I woke up this morning to terrible cramps. I knew it was going to happen. I had known the day was coming near, and it was finally here. It’s the first day and it’s always the worst. It felt like someone stabbing me in my stomach with all their strength. The first thing I did even before rushing to the bathroom was to get my pain-killer. Even though it’s not much of a help, for me at least, I still took it. I went to the bathroom, and took a warm shower. No, it still did not help. I cried to myself, “Why the hell doesn’t it happen just once a year or never?”. It almost felt like I was going to pass out. I wanted to tear out my uterus and laugh at it. I tried meditating. It gave me a sense of relief for a moment but as soon as I was done with it, the pain started laughing at me like it was saying to me, “Hey sis! I’m not done yet”. Damn it!

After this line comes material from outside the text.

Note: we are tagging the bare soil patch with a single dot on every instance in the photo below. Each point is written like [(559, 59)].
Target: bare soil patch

The worst thing about getting periods, except for the pain itself is that I get period diarrhea. Perfect! The only thing that was left to happen. Now, I felt the constant need to go to the bathroom. The pain was dull, constant and went on for a long time, a really really long time. I was screaming, crying and almost threw up. Every period feels like the most painful ever. I get to the point where I feel like I’d rather get pregnant, just so that the cramps would be over. But no, then I’d have labour pain to look forward to.
With menstrual pain comes the mood swings. Oh, the mood swings! I am either extremely emotional, crying or screaming like I’m insane. Or I lash out at anyone around me. I never want to behave like that, but I do because of the feelings I get then.

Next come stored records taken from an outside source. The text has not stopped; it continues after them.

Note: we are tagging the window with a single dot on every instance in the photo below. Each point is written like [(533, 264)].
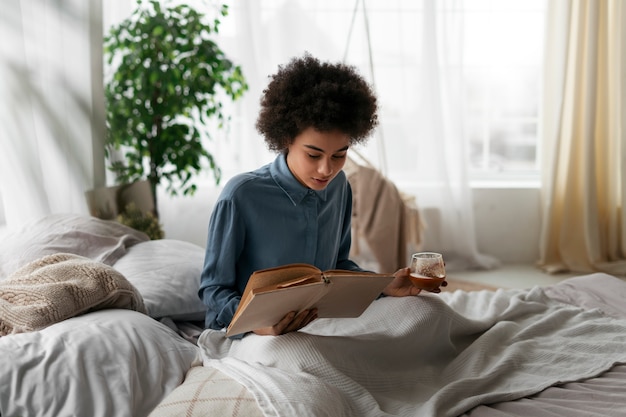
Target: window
[(504, 53)]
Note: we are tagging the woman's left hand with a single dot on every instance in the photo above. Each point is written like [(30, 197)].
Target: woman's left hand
[(401, 286)]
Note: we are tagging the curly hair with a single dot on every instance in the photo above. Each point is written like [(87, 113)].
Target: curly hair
[(308, 93)]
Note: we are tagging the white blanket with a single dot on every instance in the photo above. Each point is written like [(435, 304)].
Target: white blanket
[(428, 355)]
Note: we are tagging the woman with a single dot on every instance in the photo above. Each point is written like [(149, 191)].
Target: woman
[(296, 209)]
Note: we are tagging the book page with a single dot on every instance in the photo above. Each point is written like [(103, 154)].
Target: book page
[(268, 308)]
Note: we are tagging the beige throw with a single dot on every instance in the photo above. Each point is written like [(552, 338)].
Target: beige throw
[(387, 220), (57, 287)]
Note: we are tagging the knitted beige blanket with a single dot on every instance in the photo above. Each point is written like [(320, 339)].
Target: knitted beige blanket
[(57, 287)]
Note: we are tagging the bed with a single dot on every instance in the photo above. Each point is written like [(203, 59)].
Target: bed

Every single month we go through this horrible pain. We survive it and we go through this pain again the next month. Going through this experience should at least qualify us to no judgements of being any lesser or being called the weaker sex. Despite the terrible pain, we still do the work that needs to get done and go through the day like everyone else.
Periods are still considered a taboo subject in this day and age. Most of the girls still hesitate to even say out loud, “I am on my periods”. While purchasing a pad or tampons, girls and even some pharmacists, who are supposed to know better, hide them inside paper wrappings so that no one would know that you are on your periods. During festivals we aren’t allowed to celebrate since we’re bleeding. Why? Is it because mother nature confirmed that we are not pregnant? No. It’s because if we’re on our periods, we are considered impure. And we’ll be cursed if we participate in the festivities. That’s what they say. Who in their right mind would think that any of those things made any sense. For the record, when I got my periods 1 year back during one of the festivals, I celebrated it like everybody else, without telling anyone that I was on that time of the month. Had I informed anyone about it then, I would have been forbidden to celebrate it. Am I cursed for doing so? I guess not. I don’t think that having periods is a sin or something that we should be ashamed of. If we do not talk about it, we wouldn’t be able to discover more about our bodies and what is happening to us.